Ceci dit, selon les estimations, l’hybride et l’électrique en Europe représenterait tout juste 15% en 2020. Ce qui signifie que l’ensemble des voitures du marché européen seront encore partagées avec l’Algérie dans dix ans. Cela me fait dire encore une fois qu’il n’ y a pas de vrai risque de fossé entre l’Europe et l’Algérie.
Mais vous conviendrez qu’avec ce qu’a présenté Peugeot à Paris, Peugeot Algérie n’aura que la 508 comme nouveauté pour 2011 !
A propos de la 508, ce sera, comme vous le dites, la nouveauté de Peugeot en 2011. C’est le nouveau vaisseau amiral de la marque, sachant que la production de la 607 s’est arrêtée. Ce qui signifie qu’il s’agira d’un lancement très important. C’est vrai aussi qu’à part de nouveaux moteurs ou de nouvelles versions que nous pourrions recevoir, l’événement 2011 pour nous, ce sera la 508.

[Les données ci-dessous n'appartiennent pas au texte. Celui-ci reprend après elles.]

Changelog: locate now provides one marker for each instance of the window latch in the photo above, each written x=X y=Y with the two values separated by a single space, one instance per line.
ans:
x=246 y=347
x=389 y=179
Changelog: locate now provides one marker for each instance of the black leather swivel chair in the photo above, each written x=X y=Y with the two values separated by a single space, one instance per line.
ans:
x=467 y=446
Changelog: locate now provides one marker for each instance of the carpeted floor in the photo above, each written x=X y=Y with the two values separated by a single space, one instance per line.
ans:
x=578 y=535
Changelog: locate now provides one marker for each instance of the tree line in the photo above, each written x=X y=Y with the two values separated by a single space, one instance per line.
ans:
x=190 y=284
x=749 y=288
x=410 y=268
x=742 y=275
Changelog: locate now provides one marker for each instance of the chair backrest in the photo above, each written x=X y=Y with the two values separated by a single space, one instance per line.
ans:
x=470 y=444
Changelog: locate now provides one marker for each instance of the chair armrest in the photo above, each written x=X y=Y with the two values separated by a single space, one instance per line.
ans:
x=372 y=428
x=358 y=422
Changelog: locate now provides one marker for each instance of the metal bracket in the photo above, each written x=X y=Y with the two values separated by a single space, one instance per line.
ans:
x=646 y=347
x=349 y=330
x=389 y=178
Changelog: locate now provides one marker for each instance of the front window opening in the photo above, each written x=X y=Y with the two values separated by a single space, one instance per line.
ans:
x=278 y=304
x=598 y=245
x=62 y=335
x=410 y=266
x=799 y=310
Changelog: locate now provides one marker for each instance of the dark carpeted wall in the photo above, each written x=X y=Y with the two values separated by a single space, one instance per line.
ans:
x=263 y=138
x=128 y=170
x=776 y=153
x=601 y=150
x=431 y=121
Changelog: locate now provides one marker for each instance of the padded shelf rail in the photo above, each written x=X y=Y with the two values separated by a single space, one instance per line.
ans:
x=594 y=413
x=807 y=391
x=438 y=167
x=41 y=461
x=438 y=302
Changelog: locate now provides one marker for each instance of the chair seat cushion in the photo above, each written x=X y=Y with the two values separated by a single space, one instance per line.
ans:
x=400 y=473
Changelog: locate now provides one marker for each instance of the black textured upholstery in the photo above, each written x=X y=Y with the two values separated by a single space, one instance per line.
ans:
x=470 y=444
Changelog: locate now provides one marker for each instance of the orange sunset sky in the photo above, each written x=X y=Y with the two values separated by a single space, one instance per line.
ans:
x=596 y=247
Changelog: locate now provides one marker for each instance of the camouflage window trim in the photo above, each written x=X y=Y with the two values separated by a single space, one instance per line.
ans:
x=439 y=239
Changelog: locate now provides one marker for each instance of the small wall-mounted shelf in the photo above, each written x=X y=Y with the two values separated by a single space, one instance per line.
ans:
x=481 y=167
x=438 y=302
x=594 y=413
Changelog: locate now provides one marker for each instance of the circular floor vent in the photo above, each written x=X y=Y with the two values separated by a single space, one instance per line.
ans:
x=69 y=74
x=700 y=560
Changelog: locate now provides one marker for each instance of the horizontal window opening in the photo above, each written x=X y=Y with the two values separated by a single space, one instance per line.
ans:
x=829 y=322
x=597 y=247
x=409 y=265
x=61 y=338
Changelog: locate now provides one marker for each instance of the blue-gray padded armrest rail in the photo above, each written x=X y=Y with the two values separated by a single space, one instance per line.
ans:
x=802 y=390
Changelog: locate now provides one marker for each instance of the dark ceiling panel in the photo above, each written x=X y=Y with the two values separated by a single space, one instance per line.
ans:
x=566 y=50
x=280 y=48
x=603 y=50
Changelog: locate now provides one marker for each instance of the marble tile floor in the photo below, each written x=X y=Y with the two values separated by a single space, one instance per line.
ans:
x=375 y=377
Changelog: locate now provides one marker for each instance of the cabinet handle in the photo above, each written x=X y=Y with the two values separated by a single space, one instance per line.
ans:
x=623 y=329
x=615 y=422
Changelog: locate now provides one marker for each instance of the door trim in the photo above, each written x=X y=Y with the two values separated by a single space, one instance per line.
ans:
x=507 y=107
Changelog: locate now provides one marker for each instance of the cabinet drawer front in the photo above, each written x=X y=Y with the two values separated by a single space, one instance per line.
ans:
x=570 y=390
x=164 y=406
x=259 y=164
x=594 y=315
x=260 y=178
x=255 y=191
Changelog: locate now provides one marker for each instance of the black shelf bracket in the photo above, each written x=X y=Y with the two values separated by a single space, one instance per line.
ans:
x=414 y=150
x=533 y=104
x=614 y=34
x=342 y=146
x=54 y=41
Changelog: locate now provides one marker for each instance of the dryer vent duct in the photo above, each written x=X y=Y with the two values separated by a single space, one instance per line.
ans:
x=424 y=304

Peugeot est en train de mettre de gros moyens en Chine pour faire de ce pays son pôle de développement à l’international et son principal marché dans les années à venir. Cette stratégie peut-elle laisser une petite place pour des marchés comme l’Algérie ?
Oui, la Chine est un enjeu très important pour Peugeot. Les trois pôles de développement de la marque à l’international sont la Chine, le Mercosur et la Russie. Ce qui ne veut pas dire pour autant que dans le reste du monde, il ne se passe rien. Moi je veux voir les choses positivement, dans la mesure où cette plus grande ouverture de notre marque sur l’international fait qu’une grande partie de notre production se fera selon des besoins forcément différents de ceux de l’Europe, et l’Algérie va automatiquement bénéficier d’une démarche qui incitera Peugeot à faire de plus en plus de produits destinés au marché international.
C’est vrai qu’il existe aujourd’hui chez Peugeot une destination majoritairement chinoise, mais l’Algérie, comme l’ensemble du Maghreb, reste un territoire historique pour nous.